There have been arguments in the medical community that perhaps the drugs are actually killing the tumor cells themselves and that is why the regimen works. But Dr. Kieran and his colleagues note in their paper that three of the patients had previously been treated with high doses of the same chemo drugs and seen their cancers grow. Now on low, sustained doses of the drugs, their cancers weren't growing or in some cases had shrunk.
Not all trial results have been so promising. Ian Tannock, a medical oncologist at Princess Margaret Hospital and the University of Toronto, led a study of anti-angiogenic chemotherapy in kidney-cancer patients. He said that of the 30 patients, one saw his tumor shrink and two others were stable. Dr. Tannock, who believes anti-angiogenic drugs like Avastin are beneficial, called the low-dose chemo results "not remarkable." "I think it's a reasonable idea to test," he says, "but I don't see this as the wave of the future."
Sandra Fraley, 56, of Boston, has advanced breast cancer and has been on a low-dose daily chemotherapy regimen plus Avastin for a year as part of a current clinical trial. She says she had chemotherapy when she was first diagnosed in 2001, and "it took me a year to regain my strength."
When she started having intense back pains in 2004 and was told the cancer had come back in her bones, she was worried about the side effects of more chemo. She says with the low-dose approach, her cancer has remained stable and the main side effect has been fatigue. As part of her current regimen, she gets one of the same chemo drugs she took in the past, cyclophosphamide, but instead of 1,000 milligrams once every three weeks, she takes 50 milligrams every day. Compared with the higher doses she previously endured, she says, "this is a walk in the park."
Next Phase of Research
Harold J. Burstein, an oncologist at the Dana-Farber Cancer Institute who is the principal investigator of Ms. Fraley's trial, says he thinks the biggest benefits of anti-angiogenic chemotherapy will be in patients whose cancer isn't so advanced.
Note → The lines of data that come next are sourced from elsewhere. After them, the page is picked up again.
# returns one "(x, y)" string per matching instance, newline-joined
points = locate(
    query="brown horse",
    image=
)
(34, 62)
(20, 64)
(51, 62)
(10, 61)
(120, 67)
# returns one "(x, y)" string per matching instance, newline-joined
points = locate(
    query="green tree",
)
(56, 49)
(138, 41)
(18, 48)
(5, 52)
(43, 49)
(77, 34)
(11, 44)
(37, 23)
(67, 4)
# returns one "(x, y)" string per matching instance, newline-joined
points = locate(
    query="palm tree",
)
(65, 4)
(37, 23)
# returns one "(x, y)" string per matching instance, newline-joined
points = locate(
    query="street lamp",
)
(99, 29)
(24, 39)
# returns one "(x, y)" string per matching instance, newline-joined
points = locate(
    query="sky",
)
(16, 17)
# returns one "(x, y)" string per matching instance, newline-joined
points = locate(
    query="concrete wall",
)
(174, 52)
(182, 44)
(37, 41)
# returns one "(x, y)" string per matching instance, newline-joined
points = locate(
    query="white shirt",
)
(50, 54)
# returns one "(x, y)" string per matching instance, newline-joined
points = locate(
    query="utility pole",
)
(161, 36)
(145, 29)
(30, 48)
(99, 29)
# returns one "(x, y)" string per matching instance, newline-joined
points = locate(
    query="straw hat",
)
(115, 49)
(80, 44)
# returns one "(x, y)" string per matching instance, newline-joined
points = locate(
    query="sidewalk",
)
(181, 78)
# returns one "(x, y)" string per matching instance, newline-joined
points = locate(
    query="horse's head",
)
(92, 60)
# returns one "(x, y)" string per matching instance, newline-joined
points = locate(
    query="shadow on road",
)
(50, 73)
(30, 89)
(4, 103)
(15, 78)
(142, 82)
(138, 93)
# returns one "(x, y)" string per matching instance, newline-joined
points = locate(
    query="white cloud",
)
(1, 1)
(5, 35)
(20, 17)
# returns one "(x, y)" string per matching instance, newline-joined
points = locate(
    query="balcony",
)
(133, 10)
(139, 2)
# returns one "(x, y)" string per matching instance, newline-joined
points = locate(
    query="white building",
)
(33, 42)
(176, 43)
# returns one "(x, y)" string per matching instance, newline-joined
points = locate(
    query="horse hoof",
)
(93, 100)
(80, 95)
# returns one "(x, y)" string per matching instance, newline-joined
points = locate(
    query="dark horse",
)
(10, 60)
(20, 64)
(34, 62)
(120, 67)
He and researchers at Indiana University in Indianapolis have launched a pilot study open to women who got chemotherapy prior to surgery for breast cancer, but who had residual cancer in their breast or lymph nodes. These women are at high risk for recurrence, Dr. Burstein said.
Both this and his current trial are funded in part by grants from the National Cancer Institute and the Avon Foundation, as well as Avastin's maker, Genentech Inc.
"We need to generate more compelling clinical data if this approach is going to be useful," Dr. Burstein says.